Dari sisi pengeluaran, Produk Domestik Regional Bruto (PDRB) Riau ditopang oleh konsumsi rumah tangga sebesar 35,18 persen, ekspor luar negeri 30,65 persen, serta pembentukan modal tetap bruto (PMTB) sebesar 30,04 persen.
Menurut Heni, meskipun pertumbuhan ekonomi Riau sedikit melambat dibandingkan triwulan sebelumnya dan masih berada di bawah rata-rata nasional yang mencapai 5,39 persen, kinerja tersebut tetap menunjukkan ketahanan ekonomi daerah.
Ketergantungan pada sumber daya alam seperti sawit, minyak, gas bumi, dan batubara menjadi salah satu faktor yang memengaruhi dinamika pertumbuhan.
Peran CPO terlihat semakin penting seiring dengan tren penurunan produksi migas dan batubara yang menyebabkan kontribusi sektor pertambangan terhadap ekonomi daerah terus menurun.
"Harga CPO masih relatif tinggi meskipun lebih rendah dibandingkan awal tahun 2025. Namun permintaan global yang tetap kuat mendorong peningkatan ekspor.

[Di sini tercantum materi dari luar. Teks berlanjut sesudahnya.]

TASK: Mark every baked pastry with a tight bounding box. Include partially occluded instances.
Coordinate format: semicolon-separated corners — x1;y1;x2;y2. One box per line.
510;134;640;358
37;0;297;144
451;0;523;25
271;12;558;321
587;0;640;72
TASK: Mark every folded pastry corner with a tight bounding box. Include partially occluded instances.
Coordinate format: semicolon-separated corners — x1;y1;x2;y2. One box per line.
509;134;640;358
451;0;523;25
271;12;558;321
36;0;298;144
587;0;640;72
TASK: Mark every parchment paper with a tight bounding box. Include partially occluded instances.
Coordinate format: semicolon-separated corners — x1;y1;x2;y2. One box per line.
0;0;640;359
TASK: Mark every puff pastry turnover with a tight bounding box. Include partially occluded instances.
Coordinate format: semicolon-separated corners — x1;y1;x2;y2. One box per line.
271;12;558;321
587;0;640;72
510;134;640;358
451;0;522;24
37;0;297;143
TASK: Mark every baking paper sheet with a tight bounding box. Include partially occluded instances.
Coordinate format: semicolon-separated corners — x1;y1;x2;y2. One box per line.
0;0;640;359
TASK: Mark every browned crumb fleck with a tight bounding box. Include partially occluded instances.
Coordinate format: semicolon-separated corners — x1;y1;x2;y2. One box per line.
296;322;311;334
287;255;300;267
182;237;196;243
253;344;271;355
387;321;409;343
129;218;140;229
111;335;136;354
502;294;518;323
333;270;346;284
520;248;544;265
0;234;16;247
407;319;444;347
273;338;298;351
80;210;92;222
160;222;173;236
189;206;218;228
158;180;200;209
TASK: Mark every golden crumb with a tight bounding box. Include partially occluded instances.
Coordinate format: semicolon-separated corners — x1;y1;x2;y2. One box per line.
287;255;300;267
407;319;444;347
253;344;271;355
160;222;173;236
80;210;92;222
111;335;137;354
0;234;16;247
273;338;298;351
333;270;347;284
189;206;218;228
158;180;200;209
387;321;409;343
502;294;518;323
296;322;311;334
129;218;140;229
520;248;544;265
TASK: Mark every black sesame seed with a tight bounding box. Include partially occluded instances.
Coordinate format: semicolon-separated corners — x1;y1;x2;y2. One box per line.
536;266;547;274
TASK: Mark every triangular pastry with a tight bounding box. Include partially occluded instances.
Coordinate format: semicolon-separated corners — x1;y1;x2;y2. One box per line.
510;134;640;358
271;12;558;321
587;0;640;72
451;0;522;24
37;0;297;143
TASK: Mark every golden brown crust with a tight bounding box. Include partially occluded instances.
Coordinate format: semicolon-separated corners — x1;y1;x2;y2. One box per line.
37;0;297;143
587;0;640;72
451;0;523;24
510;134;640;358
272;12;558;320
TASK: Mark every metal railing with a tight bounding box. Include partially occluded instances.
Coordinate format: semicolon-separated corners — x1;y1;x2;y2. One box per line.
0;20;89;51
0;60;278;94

Pada Triwulan IV 2025, ekspor luar negeri tumbuh 5,58 persen (y-o-y) dan mendorong kenaikan PDRB dari sisi ekspor sebesar 2,74 persen dibandingkan periode yang sama tahun sebelumnya," jelasnya.
Kondisi tersebut juga menjadi dasar optimisme terhadap kinerja ekonomi Riau pada awal tahun ini. Dengan dukungan harga komoditas yang masih kompetitif serta pulihnya gangguan distribusi dari wilayah sekitar pascabencana, pertumbuhan ekonomi pada Triwulan I 2026 diperkirakan berada pada kisaran 4,7 hingga 5,2 persen.
Di sisi lain, pada Januari 2026 Provinsi Riau mengalami deflasi sebesar 0,45 persen secara bulanan (month-to-month). Deflasi terutama dipengaruhi oleh kelompok makanan, minuman, dan tembakau, seiring turunnya harga sejumlah komoditas seperti cabai merah, cabai rawit, bawang merah, buncis, telur ayam ras, serta penurunan tarif angkutan udara. Kondisi ini turut didorong oleh membaiknya pasokan dari Sumatera Barat setelah pulih dari bencana hidrologis.
Heni mengatakan bahwa ke depan, stabilitas harga dan permintaan CPO akan tetap menjadi faktor kunci bagi perekonomian Riau.
"Selama permintaan global masih terjaga dan harga berada pada level yang baik, CPO akan terus menjadi motor penggerak utama ekonomi Riau, khususnya melalui kontribusi terhadap ekspor dan industri pengolahan," pungkasnya.